The spectrum of differential diagnosis of sclerosing epithelioid fibrosarcoma is broad, as reflected in the diagnoses offered by the referring pathologists in the series of patients reported by Meis-Kindblom et al.1 The bland cytology of the tumour cells and the hyalinised stroma raise the possibility of benign lesions such as desmoid tumour, fibrous histiocytoma, and hyalinised leiomyoma. However, the epithelioid appearance of the tumour cells in our case, together with their pale eosinophilic or clear cytoplasm, and arrangement in infiltrative cords or strands, are typical of sclerosing epithelioid fibrosarcoma and allow its ready differentiation from desmoid and fibrous histiocytoma. The negative staining for desmin distinguishes sclerosing epithelioid fibrosarcoma from a hyalinised leiomyoma.
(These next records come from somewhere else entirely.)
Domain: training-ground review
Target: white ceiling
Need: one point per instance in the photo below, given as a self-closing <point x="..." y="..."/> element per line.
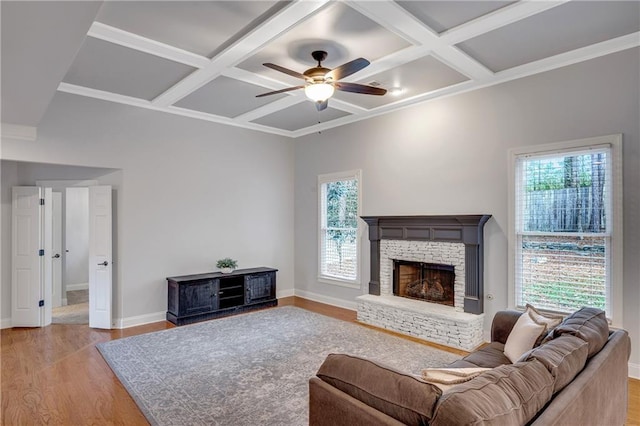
<point x="204" y="59"/>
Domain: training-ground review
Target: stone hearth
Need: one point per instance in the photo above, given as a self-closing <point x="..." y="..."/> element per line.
<point x="447" y="240"/>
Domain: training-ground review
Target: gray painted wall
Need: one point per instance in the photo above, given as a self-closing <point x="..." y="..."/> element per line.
<point x="451" y="157"/>
<point x="191" y="192"/>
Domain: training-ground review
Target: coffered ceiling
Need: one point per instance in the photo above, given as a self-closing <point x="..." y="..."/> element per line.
<point x="203" y="59"/>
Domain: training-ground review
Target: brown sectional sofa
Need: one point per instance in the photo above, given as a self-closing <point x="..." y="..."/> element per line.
<point x="577" y="375"/>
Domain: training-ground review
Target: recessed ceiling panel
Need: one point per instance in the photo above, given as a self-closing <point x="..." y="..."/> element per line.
<point x="299" y="116"/>
<point x="105" y="66"/>
<point x="414" y="78"/>
<point x="342" y="32"/>
<point x="201" y="27"/>
<point x="444" y="15"/>
<point x="227" y="97"/>
<point x="564" y="28"/>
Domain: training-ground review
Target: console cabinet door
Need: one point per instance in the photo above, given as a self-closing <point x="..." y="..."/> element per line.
<point x="198" y="297"/>
<point x="259" y="288"/>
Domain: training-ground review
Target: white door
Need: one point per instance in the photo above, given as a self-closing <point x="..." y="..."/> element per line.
<point x="26" y="260"/>
<point x="100" y="268"/>
<point x="56" y="254"/>
<point x="47" y="260"/>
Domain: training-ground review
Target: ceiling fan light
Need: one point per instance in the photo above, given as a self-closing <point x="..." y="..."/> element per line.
<point x="319" y="92"/>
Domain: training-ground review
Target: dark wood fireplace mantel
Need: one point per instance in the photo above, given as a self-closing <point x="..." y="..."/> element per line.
<point x="466" y="229"/>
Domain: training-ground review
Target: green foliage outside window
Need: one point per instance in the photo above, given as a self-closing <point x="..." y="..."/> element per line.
<point x="342" y="212"/>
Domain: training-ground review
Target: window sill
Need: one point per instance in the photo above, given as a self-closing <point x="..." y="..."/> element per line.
<point x="337" y="281"/>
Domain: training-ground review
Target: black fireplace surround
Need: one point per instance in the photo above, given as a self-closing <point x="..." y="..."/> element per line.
<point x="466" y="229"/>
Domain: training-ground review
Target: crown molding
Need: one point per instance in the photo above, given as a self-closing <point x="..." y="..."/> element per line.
<point x="18" y="132"/>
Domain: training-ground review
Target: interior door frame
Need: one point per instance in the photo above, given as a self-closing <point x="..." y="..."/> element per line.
<point x="61" y="185"/>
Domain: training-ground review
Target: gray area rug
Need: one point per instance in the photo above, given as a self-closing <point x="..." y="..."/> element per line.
<point x="248" y="369"/>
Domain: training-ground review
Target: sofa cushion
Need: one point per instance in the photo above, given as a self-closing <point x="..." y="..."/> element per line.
<point x="564" y="357"/>
<point x="489" y="356"/>
<point x="549" y="319"/>
<point x="507" y="395"/>
<point x="589" y="324"/>
<point x="524" y="336"/>
<point x="401" y="396"/>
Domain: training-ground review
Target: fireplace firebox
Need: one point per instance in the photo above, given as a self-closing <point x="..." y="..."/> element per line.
<point x="424" y="281"/>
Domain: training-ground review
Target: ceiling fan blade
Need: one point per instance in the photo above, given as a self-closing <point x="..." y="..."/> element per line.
<point x="285" y="70"/>
<point x="275" y="92"/>
<point x="359" y="88"/>
<point x="347" y="69"/>
<point x="320" y="105"/>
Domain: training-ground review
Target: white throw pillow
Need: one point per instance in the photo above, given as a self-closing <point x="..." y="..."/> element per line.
<point x="523" y="336"/>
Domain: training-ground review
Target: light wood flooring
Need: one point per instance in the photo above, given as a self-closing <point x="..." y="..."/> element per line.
<point x="55" y="375"/>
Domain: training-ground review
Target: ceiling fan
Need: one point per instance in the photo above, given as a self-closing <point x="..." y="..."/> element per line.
<point x="321" y="82"/>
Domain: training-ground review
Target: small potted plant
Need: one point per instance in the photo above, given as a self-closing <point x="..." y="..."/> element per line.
<point x="226" y="265"/>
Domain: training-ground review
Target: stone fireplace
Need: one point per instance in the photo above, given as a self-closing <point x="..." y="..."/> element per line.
<point x="431" y="282"/>
<point x="438" y="260"/>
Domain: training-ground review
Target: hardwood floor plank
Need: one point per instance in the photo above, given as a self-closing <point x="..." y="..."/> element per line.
<point x="56" y="376"/>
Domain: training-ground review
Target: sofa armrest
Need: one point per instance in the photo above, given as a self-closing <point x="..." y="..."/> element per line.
<point x="329" y="406"/>
<point x="502" y="325"/>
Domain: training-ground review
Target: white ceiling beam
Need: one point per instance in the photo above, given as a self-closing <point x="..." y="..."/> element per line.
<point x="593" y="51"/>
<point x="142" y="103"/>
<point x="241" y="49"/>
<point x="269" y="108"/>
<point x="143" y="44"/>
<point x="103" y="95"/>
<point x="494" y="20"/>
<point x="398" y="20"/>
<point x="18" y="132"/>
<point x="255" y="79"/>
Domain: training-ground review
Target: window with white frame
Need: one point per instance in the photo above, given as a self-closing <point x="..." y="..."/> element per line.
<point x="339" y="210"/>
<point x="566" y="226"/>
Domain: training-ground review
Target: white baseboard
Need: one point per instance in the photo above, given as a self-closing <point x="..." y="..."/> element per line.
<point x="340" y="303"/>
<point x="80" y="286"/>
<point x="139" y="320"/>
<point x="5" y="323"/>
<point x="284" y="293"/>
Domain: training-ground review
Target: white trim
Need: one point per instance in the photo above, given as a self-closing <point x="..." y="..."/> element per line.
<point x="75" y="287"/>
<point x="497" y="19"/>
<point x="335" y="177"/>
<point x="634" y="371"/>
<point x="5" y="323"/>
<point x="285" y="293"/>
<point x="327" y="300"/>
<point x="616" y="270"/>
<point x="18" y="132"/>
<point x="133" y="41"/>
<point x="139" y="320"/>
<point x="58" y="185"/>
<point x="240" y="50"/>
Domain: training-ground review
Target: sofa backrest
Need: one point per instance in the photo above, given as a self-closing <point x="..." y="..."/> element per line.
<point x="506" y="395"/>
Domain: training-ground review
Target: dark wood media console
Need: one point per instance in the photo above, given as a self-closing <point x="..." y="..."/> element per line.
<point x="193" y="298"/>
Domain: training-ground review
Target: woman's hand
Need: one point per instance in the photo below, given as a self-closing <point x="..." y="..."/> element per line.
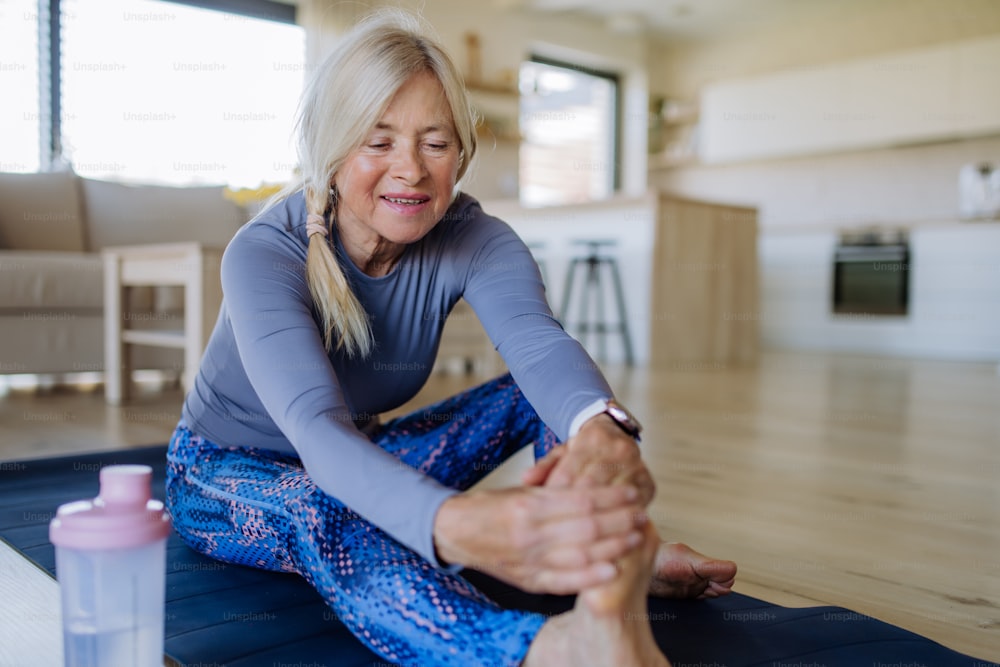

The malignant diagnostic considerations include infiltrating carcinoma, monophasic synovial sarcoma, clear cell sarcoma (malignant melanoma of soft part), myxoid chondrosarcoma, and sclerosing lymphoma. The negative staining of the tumour cells in our case for CAM5.2, AE1/AE3, EMA, S100, HMB45, and LCA argues against the aforementioned diagnoses. In fact, the histological pattern of our case, in combination with the sole positive staining for vimentin and electron microscopic features of fibroblastic differentiation, fulfil the strict diagnostic criteria of sclerosing epithelioid fibrosarcoma proposed by Eyden et al.4
In conclusion, sclerosing epithelioid fibrosarcoma can occur as a primary tumour in the bone, and from the clinical course of our patient and the patient reported by Abdulkader et al, we speculate that its behaviour is similar to its soft tissue counterpart. Whenever possible, wide local resection should be carried out because there is no clear evidence to support the use of adjuvant treatment alone in this rare tumour.
Take home messages
We report the second case of primary osseous sclerosing epithelioid fibrosarcoma
The clinical behaviour of this rare tumour appears to be similar to its soft tissue counterpart
The tumour pursued an indolent but aggressive clinical course, with metastasis to the lung and scalp
Whenever possible, wide local resection should be carried out because there is no clear evidence to support the use of adjuvant treatment alone
The authors thank Dr J M Mirra for reviewing the case and agreeing that the tumour originates from bone.